GRAND RAPIDS, MI – Leading data ethicist and criminal justice consultant Renée Cummings is coming to Grand Rapids next week for a public series to discuss how data can be biased.
She’ll talk about how using biased data, especially as it relates to technology, can influence systemic racism.
“Disrupting Data Injustice” is a weeklong exploration about how the use of data can lead to racial disparities in criminal justice and incarceration, education, employment, health care and other community systems.
The series, open to the public, kicks off Monday, Nov. 14, and runs through Thursday, Nov. 17 with events at different locations.
The initiative is being led by The Delta Project, Greater Grand Rapids NAACP, West Michigan chapter of Public Relations Society of America, Grand Rapids Chamber of Commerce, Grand Valley State University, and a consortium of technology businesses, according to a news release from The Delta Project.
Cummings, a former journalist and public relations practitioner, is a professor of practice in data science and the first data ethicist in residence at the University of Virginia.
She studies the impact of algorithms and artificial intelligence on criminal justice, specifically in communities of color and incarcerated populations, according to the release.
“Organizations need to develop a culture that is ethical, open and committed to issues such as accountability, transparency and explainability,” said Cummings.
“We need to understand bias and discrimination, and how our data needs to be reimagined and redefined. Wherever you are, you represent several communities with different facets—within your industry or profession, the groups you actively support, your neighborhood, schools and at home.”
“We need informed people on the front line where the action is happening, where the technologies are being designed, developed and deployed, and where the debates are happening on how to do this ethically.”
Here’s a list of Disrupting Data Injustice events that are open to the public:
- Monday, Nov. 14: Grand Valley State University Disrupting Data Injustice: An Evening with Renée Cummings, 5-6:30 pm. More information here.

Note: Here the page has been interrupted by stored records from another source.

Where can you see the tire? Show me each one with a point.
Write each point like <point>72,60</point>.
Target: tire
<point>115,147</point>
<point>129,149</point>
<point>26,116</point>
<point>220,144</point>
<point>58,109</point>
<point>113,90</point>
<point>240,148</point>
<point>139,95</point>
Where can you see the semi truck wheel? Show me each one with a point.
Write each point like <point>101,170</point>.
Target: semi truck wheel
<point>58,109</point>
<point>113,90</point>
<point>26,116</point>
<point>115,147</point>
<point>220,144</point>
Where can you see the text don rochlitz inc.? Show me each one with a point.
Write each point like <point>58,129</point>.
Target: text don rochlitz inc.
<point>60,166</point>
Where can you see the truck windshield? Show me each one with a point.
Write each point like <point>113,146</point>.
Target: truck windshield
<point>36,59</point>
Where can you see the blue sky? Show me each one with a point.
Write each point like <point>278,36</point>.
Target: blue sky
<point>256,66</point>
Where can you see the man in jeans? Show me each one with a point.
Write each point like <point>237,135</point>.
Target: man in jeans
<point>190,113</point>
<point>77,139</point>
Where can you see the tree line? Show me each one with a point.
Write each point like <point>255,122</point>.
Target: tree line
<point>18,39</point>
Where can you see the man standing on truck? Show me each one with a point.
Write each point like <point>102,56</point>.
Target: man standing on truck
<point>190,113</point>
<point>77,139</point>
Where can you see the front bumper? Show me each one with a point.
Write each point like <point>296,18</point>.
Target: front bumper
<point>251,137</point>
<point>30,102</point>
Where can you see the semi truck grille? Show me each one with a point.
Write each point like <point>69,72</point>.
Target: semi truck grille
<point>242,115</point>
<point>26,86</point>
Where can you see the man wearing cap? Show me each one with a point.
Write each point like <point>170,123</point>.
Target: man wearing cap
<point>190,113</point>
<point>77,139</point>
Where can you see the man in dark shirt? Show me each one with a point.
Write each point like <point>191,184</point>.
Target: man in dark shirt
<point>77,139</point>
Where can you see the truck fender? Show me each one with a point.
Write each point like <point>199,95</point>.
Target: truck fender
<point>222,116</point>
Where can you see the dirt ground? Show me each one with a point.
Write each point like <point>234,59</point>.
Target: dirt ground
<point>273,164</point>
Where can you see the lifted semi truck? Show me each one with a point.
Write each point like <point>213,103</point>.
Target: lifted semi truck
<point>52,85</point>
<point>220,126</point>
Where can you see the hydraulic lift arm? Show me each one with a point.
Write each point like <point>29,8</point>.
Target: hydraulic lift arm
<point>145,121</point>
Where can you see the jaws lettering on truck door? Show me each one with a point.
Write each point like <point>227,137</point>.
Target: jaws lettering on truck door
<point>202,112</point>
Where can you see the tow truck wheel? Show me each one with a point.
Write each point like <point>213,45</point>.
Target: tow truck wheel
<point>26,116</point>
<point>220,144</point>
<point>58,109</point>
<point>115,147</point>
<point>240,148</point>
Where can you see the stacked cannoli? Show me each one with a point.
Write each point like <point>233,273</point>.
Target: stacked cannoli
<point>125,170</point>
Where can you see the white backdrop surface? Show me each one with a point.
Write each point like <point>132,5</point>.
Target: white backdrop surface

- Tuesday, Nov. 15: Grand Rapids Chamber of Commerce Rise Together: Diversity & Talent Summit – Afternoon Keynote
- Thursday, Nov. 17: West Michigan PRSA, How to Talk About What We Don’t Want to Talk About: Driving Conversations About Racial Injustice. 4-5:30 p.m., online and in-person at The Grand Rapids Center for Community Transformation, 1530 Madison Avenue SE. Register here.
At the West Michigan chapter of the Public Relations Society of America’s signature Diversity Equity and Inclusion event, the focus will be on how businesses and community organizations can choose when and how to speak up about injustices. The event is especially relevant with West Michigan getting national attention after the killing of Patrick Lyoya, the release said.
Cle Jackson, president of the Greater Grand Rapids NAACP, stressed the importance of educating communities who are disproportionately impacted by data bias.
“When we talk about race and justice, we’re talking about the ways that discrimination, policing, prosecution, and incarceration practices impact Black communities,” Jackson said in a statement. “Focusing on the role data plays in this space can help ensure that ethical data use improves public safety and community well-being for all stakeholders.”
Joel Van Kuiken, WMPRSA member and The Delta Project Co-founder, had the vision for the weeklong event involving Cummings, according to the release. He said he’s grateful for Cummings to be sharing her knowledge and perspective with the Grand Rapids community.
“Biased data has the potential to create an inequitable future, and we won’t even realize it’s happening,” Van Kuiken said. “That’s why it’s important to discuss now what we want our future to look like.”
The weeklong exploration is sponsored by: The Wege Foundation, The Heart of West Michigan United Way, The Michigan Municipal League, Grand Valley State University College of Education and Community Innovation, Dorothy A. Johnson Center for Philanthropy, The Children’s Advocacy Center, The Grand Rapids Chamber of Commerce, Atomic Object, Carnevale and more, according to the release.